I'm trying to use Beautifulsoup to parse the following string to a nested list (with each <p> tag converted into a list):
message = '<p>part one <a href="/links/link1">part two</a>part three</p><p>part four <a href="/links/link2">part five</a>part six</p><p>part seven <a href="/links/link3">part eight</a></p>'
I want the output to look like:
[['part one','/links/link1','part two','part three'],['part four','/links/link2','part five','part six'],['part seven','/links/link3','part eight']]
I only want the <p> tags to be converted into nested list. Everything else should come out as strings in the main list.
My script is:
def get_data(d):
if d.name == 'p':
yield list(d)
else:
if isinstance(d, bs4.element.NavigableString):
yield d
if d.name == 'a':
yield d['href']
yield from [i for b in getattr(d, 'contents', []) for i in get_data(b)]
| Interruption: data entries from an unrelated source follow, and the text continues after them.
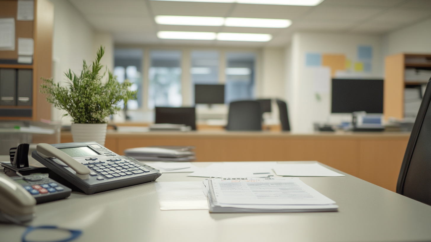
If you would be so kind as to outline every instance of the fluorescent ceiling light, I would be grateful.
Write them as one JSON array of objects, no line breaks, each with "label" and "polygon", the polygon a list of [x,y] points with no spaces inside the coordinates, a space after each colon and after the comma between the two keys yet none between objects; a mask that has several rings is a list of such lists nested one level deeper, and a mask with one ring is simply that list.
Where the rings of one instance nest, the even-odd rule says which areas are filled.
[{"label": "fluorescent ceiling light", "polygon": [[256,28],[287,28],[292,24],[290,19],[255,19],[250,18],[222,18],[196,16],[171,16],[159,15],[154,18],[159,24],[200,26],[228,26]]},{"label": "fluorescent ceiling light", "polygon": [[226,75],[245,75],[251,73],[251,70],[248,68],[229,67],[225,70]]},{"label": "fluorescent ceiling light", "polygon": [[222,26],[225,18],[221,17],[197,17],[195,16],[169,16],[159,15],[154,18],[159,24],[170,25],[194,25]]},{"label": "fluorescent ceiling light", "polygon": [[157,37],[160,38],[171,39],[216,39],[216,33],[212,32],[186,32],[183,31],[159,31]]},{"label": "fluorescent ceiling light", "polygon": [[287,28],[291,24],[292,21],[290,19],[226,18],[226,20],[225,20],[225,26],[232,27]]},{"label": "fluorescent ceiling light", "polygon": [[298,6],[315,6],[323,0],[153,0],[154,1],[172,1],[176,2],[199,2],[201,3],[237,3],[251,4],[272,5],[294,5]]},{"label": "fluorescent ceiling light", "polygon": [[272,36],[268,34],[219,33],[217,34],[217,40],[266,42],[269,41],[272,38]]},{"label": "fluorescent ceiling light", "polygon": [[211,69],[208,67],[192,67],[190,68],[190,73],[194,75],[208,75],[211,74]]}]

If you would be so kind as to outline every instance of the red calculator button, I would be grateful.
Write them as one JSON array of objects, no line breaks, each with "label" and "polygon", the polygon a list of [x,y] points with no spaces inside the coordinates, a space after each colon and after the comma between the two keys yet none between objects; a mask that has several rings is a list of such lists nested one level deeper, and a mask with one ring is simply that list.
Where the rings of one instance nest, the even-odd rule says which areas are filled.
[{"label": "red calculator button", "polygon": [[44,194],[44,193],[48,193],[48,190],[45,188],[41,188],[38,189],[37,191],[38,191],[39,192],[40,192],[42,194]]}]

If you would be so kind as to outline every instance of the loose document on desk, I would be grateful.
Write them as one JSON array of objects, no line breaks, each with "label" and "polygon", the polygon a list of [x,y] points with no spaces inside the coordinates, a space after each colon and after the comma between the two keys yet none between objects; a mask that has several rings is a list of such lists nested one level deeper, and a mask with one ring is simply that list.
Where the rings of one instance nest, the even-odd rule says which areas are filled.
[{"label": "loose document on desk", "polygon": [[204,185],[210,213],[334,211],[338,207],[297,178],[214,178]]}]

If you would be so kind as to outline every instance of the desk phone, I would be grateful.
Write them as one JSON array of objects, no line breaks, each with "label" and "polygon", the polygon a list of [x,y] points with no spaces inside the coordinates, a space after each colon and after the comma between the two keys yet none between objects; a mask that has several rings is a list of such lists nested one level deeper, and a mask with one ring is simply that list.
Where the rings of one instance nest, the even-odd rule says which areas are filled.
[{"label": "desk phone", "polygon": [[72,190],[42,174],[14,176],[10,178],[25,189],[36,199],[37,204],[66,198]]},{"label": "desk phone", "polygon": [[153,182],[162,175],[95,142],[40,143],[31,157],[50,169],[50,178],[87,194]]}]

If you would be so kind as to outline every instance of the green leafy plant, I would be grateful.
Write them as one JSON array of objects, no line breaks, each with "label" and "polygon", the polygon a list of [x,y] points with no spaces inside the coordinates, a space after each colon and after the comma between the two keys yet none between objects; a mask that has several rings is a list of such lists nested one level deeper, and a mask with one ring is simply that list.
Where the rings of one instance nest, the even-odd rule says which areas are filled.
[{"label": "green leafy plant", "polygon": [[[96,60],[90,66],[84,60],[81,75],[78,76],[69,69],[64,73],[67,85],[60,86],[50,79],[42,78],[41,92],[47,95],[47,100],[59,109],[65,110],[72,121],[78,124],[103,124],[106,118],[119,111],[119,103],[123,101],[126,105],[129,100],[136,99],[137,91],[131,91],[132,83],[127,80],[119,83],[112,73],[106,69],[103,75],[103,66],[100,59],[105,53],[102,46],[97,51]],[[102,79],[108,73],[108,81]]]}]

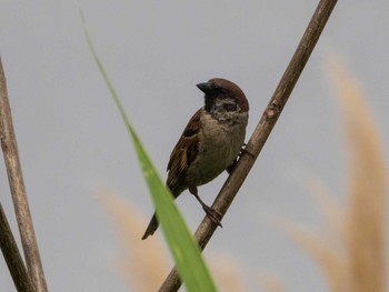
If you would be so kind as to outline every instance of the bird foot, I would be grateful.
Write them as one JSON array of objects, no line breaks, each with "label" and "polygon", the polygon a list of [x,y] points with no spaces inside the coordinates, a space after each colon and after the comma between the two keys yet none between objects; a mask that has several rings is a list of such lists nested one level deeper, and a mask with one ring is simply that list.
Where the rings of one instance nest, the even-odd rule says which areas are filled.
[{"label": "bird foot", "polygon": [[213,208],[210,208],[208,205],[202,205],[202,209],[206,211],[207,215],[210,220],[212,220],[215,224],[222,228],[220,222],[222,214],[219,211],[216,211]]}]

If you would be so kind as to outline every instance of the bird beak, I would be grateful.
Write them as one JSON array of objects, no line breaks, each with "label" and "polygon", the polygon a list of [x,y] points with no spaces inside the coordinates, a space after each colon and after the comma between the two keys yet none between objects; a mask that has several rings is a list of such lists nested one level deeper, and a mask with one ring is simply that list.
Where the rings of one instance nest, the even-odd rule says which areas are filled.
[{"label": "bird beak", "polygon": [[206,94],[212,92],[212,84],[210,82],[203,82],[196,85]]}]

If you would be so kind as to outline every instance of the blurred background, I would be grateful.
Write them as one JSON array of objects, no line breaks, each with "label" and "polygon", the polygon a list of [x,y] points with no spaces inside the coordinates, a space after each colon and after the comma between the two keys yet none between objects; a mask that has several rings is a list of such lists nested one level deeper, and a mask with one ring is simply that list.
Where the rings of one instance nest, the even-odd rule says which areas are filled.
[{"label": "blurred background", "polygon": [[[131,122],[166,179],[170,151],[203,103],[196,84],[212,77],[239,84],[250,102],[249,137],[317,2],[83,0],[79,6]],[[152,244],[140,238],[153,208],[131,141],[89,52],[77,4],[6,0],[1,7],[0,53],[49,289],[137,291],[118,272],[122,239],[99,195],[113,192],[137,210],[144,220],[140,244]],[[317,263],[275,222],[298,222],[321,233],[318,205],[307,191],[310,180],[320,180],[340,204],[346,200],[348,148],[329,58],[341,59],[358,80],[381,148],[389,148],[388,11],[383,0],[339,1],[335,8],[208,246],[206,255],[222,254],[240,266],[242,282],[260,274],[278,279],[286,291],[328,291]],[[385,155],[388,161],[387,151]],[[0,200],[17,231],[3,165],[0,175]],[[226,178],[200,188],[206,202],[213,201]],[[194,230],[203,211],[188,194],[178,204]],[[159,240],[160,231],[148,239]],[[14,291],[3,260],[0,283],[1,291]],[[246,289],[259,290],[256,283]]]}]

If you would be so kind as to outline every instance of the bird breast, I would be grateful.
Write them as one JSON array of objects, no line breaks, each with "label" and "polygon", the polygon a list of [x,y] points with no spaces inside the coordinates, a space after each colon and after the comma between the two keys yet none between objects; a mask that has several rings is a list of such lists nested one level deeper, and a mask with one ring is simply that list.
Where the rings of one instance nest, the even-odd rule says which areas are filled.
[{"label": "bird breast", "polygon": [[199,153],[187,170],[187,185],[201,185],[218,177],[239,154],[246,135],[247,112],[236,112],[229,121],[219,121],[203,112],[199,131]]}]

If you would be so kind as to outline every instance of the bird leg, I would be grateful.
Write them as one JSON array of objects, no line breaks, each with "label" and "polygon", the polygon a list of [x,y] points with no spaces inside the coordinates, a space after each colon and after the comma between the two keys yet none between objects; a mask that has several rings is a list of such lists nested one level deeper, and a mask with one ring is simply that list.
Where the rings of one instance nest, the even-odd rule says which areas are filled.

def messageParser(message):
return list(get_data(bs4.BeautifulSoup(message, 'html.parser')))
But what I get is:
[['part one ', <a href="/links/link1">part two</a>, 'part three'], 'part one ', '/links/link1', 'part two', 'part three', ['part four ', <a href="/links/link2">part five</a>, 'part six'], 'part four ', '/links/link2', 'part five', 'part six', ['part seven ', <a href="/links/link3">part eight</a>], 'part seven ', '/links/link3', 'part eight']
Why <p> tag content is parsed outside the nested list (as a duplicate)? What am I missing here?